We invite papers on program protection, reverse engineering, and software security used in legitimate contexts. Particular interest will be given on studies and experiments that explore the boundary of both practical methods and their theoretical limits. Topics for the workshop can cover a wide variety of tools, techniques, and methodologies related to security aspects of software and hardware systems, with particular focus on subversion/exploitation or protection of program integrity, confidentiality, authorization, and intellectual property. Ongoing work with preliminary results, theoretical approaches, tool-based methods, and empirical studies on various methods are all appropriate for submission. Modeling of software security, man-at-the-end (MATE) attacks, metrics and evaluation frameworks, and new cutting-edge techniques are in view as well. Papers can address studies on hardware/circuit based methods or software/assembly based mechanisms. We expect the workshop to provide exchange of ideas and support for cooperative relationships among researchers in industry, academia, and government.

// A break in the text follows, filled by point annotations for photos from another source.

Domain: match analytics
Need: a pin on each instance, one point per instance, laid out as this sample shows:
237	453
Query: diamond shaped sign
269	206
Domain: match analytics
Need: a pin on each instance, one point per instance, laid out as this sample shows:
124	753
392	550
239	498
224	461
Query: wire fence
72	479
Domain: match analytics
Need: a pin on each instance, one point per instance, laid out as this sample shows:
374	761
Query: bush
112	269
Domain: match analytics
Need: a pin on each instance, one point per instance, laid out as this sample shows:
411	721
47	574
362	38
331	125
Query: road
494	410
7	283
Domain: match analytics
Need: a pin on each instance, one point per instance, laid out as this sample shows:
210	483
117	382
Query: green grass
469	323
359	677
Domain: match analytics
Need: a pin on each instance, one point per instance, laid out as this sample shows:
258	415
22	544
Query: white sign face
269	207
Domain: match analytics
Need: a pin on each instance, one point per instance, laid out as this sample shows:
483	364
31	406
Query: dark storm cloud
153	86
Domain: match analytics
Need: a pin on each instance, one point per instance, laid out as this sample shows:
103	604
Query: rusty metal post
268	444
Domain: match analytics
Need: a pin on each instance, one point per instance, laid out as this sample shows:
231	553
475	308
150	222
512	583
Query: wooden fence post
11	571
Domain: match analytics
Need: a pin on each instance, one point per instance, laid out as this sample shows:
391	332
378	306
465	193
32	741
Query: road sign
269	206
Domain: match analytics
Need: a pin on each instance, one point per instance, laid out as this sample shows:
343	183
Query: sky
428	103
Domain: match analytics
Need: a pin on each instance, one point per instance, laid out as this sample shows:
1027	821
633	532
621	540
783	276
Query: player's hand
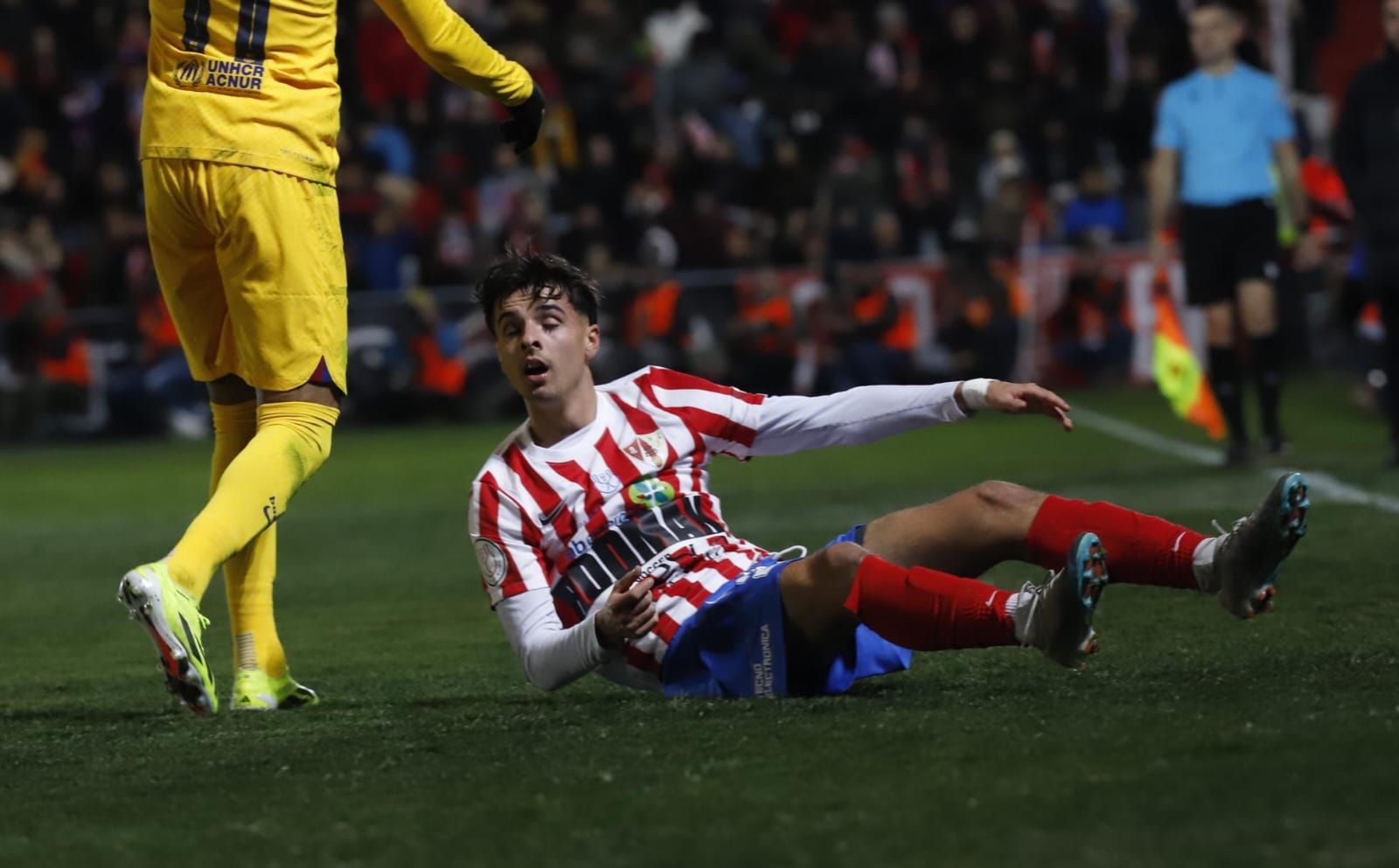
522	128
1027	397
630	611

Topics can include but are not limited to:

  • Security modelling
  • Protection metrics and measurements
  • Obfuscation / deobfuscation
  • Tamper-proofing
  • Hardware-based protections
  • Protection profiling, verification, and evaluation
  • Theoretic analysis frameworks:
    • Abstract Interpretation
    • Homomorphic Encryption
    • Term Rewriting Systems
    • Machine Learning
    • Large Scale Boolean Matching
  • Static/dynamic analysis techniques
  • New cutting-edge protection technologies
  • Circuit and digital logic protection
  • Diversity metrics and measurements
  • Man-at-the-end (MATE) attack technologies
  • MATE characterization and measurement
  • Software watermarking
  • Digital fingerprinting
  • Reverse engineering tools / techniques
  • Program / circuit slicing
  • Component / functional Identification
  • Source code (static/dynamic) analysis
  • Information hiding and discovery
  • User interface design for controlling protection
  • Virtualization for protection and/or analysis
  • Forensic and anti-forensic protection
  • Moving target and active cyber defense

Papers must describe original work, be written and presented in English, and must not substantially overlap with papers that have been published or that are simultaneously submitted to a journal or a conference with refereed proceedings.

Submission Guidelines

Original, unpublished manuscripts of up to 12-pages including figures and references must follow the ACM SIG proceedings format. All submissions must be in PDF and paper templates are available for LaTeX and Word at: http://www.acm.org/sigs/publications/proceedings-templates.

Authors should apply ACM Computing Classification categories and terms. The templates provide space for this indexing and authors should refer to the Computing Classification Scheme at: http://www.acm.org/about/class/1998

Submitted papers must adhere to the ACM Copyright Policy and the ACM Policy on Plagiarism. Concurrent submissions to other conferences, workshops, journals, or similar forums of publication are not allowed. Submissions that do not meet these guidelines may not be considered.

The URL for submission of papers is through Easy Chair.


For accepted papers, at least one author must register for, attend, and make a presentation at SSPREW in order for the paper to appear in the workshop proceedings.

To expedite publication of accepted papers in the workshop proceedings, camera ready papers should have the following properties:

  • PDFs should be optimized for fast web viewing.
  • PDFs should Include the rights management statement and bibliographic strip on the bottom of the first page left column. The specific wording of this statement is emailed directly to the authors of accepted papers through the ACM Rights Management System.
  • All fonts in the PDF must be Type 1 fonts (scalable), not Type 3 (bit-mapped).
  • All fonts MUST be embedded within the PDF file.

Documentation on how to embed fonts is provided by ACM. Authors should download and use the ACM Digital Library optimal distiller settings file, ACM.joboptions.